# WTF surge everywhere except where I drive



## Cvillegordo (Oct 30, 2019)

I drive in Charlottesville, VA, surge amounts greater than $2-$4 are very rare. I'm in DC or the Baltimore area about 2-4 days a week for non-uber reasons, and it always seems to look like this;










WTF?


----------



## Five Stars (Oct 24, 2019)

Your not alone...I promise you that.
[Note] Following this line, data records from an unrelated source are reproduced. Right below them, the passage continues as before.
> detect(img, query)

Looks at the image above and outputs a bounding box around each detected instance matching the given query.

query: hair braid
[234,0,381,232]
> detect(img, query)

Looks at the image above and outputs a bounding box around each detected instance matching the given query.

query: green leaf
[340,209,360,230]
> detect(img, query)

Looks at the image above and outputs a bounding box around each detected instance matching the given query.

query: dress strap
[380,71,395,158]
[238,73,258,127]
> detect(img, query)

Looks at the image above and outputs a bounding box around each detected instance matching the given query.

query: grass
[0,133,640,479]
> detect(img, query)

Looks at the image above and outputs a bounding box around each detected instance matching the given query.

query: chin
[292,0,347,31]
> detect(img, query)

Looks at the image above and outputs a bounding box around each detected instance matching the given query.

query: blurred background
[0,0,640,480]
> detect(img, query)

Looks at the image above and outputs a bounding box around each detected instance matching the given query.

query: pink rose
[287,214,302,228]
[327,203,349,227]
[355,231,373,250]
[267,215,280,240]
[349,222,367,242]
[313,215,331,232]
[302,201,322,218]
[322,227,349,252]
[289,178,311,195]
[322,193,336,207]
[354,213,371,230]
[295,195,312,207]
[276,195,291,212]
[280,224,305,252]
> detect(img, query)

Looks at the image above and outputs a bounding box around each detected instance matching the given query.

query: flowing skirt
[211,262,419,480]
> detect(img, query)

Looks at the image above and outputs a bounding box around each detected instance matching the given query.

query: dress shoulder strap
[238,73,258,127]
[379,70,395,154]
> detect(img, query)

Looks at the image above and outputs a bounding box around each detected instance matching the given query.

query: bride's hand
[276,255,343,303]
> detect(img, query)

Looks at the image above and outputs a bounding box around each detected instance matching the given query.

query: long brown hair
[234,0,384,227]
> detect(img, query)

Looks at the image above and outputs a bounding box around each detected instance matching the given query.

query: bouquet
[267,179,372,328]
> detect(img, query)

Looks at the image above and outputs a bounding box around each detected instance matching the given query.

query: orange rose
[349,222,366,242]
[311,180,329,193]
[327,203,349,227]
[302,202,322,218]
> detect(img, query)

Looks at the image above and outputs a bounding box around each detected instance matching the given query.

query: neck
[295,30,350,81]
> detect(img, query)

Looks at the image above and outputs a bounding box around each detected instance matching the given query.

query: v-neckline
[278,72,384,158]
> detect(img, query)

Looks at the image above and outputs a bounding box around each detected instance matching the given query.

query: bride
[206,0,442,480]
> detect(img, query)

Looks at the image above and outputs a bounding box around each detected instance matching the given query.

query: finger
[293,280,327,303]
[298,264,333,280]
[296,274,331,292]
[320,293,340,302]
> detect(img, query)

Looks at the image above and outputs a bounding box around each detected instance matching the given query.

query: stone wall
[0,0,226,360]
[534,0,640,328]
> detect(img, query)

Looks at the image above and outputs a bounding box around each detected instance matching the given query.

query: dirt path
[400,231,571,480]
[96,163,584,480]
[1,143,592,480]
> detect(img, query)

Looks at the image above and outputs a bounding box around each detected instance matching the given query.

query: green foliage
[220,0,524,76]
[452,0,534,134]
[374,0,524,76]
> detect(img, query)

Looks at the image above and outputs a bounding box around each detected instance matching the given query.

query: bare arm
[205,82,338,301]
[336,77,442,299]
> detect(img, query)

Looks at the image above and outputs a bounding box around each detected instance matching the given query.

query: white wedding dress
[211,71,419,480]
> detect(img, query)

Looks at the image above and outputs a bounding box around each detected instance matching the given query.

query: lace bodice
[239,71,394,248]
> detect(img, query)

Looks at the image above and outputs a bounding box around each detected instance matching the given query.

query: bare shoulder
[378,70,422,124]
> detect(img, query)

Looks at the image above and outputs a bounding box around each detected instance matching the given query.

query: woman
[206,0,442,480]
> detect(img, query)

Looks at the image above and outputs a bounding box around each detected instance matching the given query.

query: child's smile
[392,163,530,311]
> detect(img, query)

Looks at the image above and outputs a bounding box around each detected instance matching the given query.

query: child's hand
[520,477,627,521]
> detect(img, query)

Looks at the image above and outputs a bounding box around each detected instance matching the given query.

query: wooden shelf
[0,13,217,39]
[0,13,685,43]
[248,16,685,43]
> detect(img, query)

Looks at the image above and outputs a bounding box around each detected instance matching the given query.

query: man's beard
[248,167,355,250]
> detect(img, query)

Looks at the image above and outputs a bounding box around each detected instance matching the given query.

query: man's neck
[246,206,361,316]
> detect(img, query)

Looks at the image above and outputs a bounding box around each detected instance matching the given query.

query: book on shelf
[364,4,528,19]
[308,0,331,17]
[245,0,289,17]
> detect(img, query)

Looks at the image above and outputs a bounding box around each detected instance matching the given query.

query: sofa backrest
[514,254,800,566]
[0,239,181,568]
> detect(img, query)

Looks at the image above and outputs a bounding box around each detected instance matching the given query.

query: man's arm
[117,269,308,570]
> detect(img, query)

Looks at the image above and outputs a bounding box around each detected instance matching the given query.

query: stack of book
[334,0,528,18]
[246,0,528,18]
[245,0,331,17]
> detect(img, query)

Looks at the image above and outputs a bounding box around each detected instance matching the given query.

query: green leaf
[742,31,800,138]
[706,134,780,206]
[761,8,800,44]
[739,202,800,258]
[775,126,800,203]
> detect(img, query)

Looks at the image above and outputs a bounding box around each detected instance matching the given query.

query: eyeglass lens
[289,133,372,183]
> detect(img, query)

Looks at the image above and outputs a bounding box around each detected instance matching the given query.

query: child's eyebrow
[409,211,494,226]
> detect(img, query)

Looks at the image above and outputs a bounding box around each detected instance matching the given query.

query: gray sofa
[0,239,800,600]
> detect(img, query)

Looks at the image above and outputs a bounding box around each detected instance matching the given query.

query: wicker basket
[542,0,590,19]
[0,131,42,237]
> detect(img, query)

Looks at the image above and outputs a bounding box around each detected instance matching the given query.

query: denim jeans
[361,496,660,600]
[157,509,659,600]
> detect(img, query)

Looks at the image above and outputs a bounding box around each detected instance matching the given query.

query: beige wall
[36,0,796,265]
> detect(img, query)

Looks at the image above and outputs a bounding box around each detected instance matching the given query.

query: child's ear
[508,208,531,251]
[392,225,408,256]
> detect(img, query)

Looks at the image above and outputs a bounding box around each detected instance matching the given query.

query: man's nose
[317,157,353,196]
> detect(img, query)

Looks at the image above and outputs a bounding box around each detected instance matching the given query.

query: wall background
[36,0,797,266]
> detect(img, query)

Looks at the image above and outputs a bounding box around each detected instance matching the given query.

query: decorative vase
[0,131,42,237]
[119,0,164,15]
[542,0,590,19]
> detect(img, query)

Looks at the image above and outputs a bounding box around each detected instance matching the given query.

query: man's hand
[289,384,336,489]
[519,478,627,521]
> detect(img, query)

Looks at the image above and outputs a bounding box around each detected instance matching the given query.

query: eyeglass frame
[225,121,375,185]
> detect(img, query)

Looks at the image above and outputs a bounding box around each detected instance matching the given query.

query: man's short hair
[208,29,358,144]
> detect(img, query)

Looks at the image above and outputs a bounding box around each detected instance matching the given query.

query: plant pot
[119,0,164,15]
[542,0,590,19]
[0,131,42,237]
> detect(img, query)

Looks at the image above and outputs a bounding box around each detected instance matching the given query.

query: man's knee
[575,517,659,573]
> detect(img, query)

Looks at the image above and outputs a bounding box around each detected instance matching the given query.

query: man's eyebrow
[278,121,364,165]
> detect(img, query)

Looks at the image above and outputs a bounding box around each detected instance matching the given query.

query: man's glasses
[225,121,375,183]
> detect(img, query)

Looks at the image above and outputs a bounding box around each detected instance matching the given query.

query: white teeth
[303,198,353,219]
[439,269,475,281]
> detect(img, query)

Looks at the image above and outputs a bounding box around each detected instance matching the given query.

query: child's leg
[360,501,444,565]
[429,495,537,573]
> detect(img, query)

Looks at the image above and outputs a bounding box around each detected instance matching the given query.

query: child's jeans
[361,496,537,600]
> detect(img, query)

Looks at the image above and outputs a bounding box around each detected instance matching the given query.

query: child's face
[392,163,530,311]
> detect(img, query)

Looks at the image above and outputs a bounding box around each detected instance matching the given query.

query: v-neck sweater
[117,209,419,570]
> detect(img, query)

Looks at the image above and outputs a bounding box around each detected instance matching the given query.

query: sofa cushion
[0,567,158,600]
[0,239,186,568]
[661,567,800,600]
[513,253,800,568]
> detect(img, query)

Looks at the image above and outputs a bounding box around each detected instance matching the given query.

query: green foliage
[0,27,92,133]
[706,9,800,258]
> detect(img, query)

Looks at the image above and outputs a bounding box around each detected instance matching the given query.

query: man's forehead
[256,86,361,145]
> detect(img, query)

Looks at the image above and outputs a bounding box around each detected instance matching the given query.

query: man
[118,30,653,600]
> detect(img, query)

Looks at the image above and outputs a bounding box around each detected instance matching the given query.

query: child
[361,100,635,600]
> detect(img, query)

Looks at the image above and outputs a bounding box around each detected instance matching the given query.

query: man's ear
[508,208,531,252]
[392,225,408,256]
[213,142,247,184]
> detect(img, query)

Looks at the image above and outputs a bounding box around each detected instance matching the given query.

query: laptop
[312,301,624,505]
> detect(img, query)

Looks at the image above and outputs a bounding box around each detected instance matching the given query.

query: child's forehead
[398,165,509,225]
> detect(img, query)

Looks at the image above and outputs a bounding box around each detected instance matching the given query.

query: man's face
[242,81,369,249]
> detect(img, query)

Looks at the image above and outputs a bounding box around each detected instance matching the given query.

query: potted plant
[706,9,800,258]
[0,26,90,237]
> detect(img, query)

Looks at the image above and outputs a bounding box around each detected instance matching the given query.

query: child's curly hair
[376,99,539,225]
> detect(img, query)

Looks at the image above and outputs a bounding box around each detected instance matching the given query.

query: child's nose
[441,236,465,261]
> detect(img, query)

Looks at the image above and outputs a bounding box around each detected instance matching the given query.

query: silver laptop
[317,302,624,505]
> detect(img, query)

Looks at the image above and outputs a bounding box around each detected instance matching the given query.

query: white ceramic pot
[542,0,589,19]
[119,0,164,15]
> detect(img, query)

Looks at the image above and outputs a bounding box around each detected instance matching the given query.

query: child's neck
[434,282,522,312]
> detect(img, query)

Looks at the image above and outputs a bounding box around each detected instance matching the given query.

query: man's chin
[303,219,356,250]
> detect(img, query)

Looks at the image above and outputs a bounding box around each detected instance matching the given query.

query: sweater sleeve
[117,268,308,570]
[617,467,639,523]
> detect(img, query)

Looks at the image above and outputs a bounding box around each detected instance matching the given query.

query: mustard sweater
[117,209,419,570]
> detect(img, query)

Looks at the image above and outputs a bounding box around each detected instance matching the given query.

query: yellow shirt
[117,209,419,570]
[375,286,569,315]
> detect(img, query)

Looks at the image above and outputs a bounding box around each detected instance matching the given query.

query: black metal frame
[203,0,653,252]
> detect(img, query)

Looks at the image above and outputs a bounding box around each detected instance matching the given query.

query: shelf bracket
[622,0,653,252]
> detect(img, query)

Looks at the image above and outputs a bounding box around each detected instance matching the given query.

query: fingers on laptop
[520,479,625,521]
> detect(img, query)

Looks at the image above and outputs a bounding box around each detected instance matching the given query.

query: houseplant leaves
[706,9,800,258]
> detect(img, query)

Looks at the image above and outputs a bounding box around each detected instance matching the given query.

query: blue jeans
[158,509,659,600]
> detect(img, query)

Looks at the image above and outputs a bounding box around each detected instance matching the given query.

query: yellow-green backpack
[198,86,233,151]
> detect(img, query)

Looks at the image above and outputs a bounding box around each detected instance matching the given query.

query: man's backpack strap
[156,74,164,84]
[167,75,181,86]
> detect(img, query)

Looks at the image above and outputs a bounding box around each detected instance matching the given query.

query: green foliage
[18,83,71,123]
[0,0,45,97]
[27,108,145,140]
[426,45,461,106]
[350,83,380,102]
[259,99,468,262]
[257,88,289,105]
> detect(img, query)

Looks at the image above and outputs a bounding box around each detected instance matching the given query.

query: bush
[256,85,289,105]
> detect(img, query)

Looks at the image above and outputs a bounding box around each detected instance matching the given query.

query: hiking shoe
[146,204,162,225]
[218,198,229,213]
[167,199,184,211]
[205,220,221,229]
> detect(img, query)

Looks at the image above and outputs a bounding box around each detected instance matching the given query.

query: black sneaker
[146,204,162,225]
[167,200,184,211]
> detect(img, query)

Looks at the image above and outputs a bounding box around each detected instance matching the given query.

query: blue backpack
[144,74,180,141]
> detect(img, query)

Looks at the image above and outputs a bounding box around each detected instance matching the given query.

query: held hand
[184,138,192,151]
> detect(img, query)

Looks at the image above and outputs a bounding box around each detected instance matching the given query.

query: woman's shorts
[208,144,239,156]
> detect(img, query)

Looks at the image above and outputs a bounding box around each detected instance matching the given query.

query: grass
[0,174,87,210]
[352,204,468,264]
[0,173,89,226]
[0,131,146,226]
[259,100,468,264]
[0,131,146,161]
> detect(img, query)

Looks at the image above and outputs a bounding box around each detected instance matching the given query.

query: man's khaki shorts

My screen looks all too familiar, all too often.


----------



## Amos69 (May 17, 2019)

YES ghost surge is real


----------



## Saquan (Oct 15, 2018)

Surge surge everywhere 

drivers started coming back month ago looks like they said not worthit

my area Uber keeps playing low high with bonus week to week
Low no one drives so

stsy homedrivers
I’ll make the cash

plus gas so high I think got people at home


----------



## Illini (Mar 14, 2019)

Why would they pay surge where you're at? They pay surge where nobody is at.


----------



## goneubering (Aug 17, 2017)

Amos69 said:


> YES ghost surge is real


The Algorithm knows all.


----------



## Cvillegordo (Oct 30, 2019)

Illini said:


> Why would they pay surge where you're at? They pay surge where nobody is at.


Clearly so.


----------



## NauticalWheeler (Jun 15, 2019)

Is that a surge downtown or are you just happy to see me?


----------



## ANT 7 (Oct 14, 2018)

Every morning when I log into the app (but don't go online) it shows pretty much the entire city surging like mad.

Yeah right......at 630 AM.....lol.

I start driving to my staging area which is 15 minutes and 10 kms away. At about the half way mark when the app realises that I am not falling for their BS the surge seems to disappear.

Make your own conclusions........Mmmmmmkay.


----------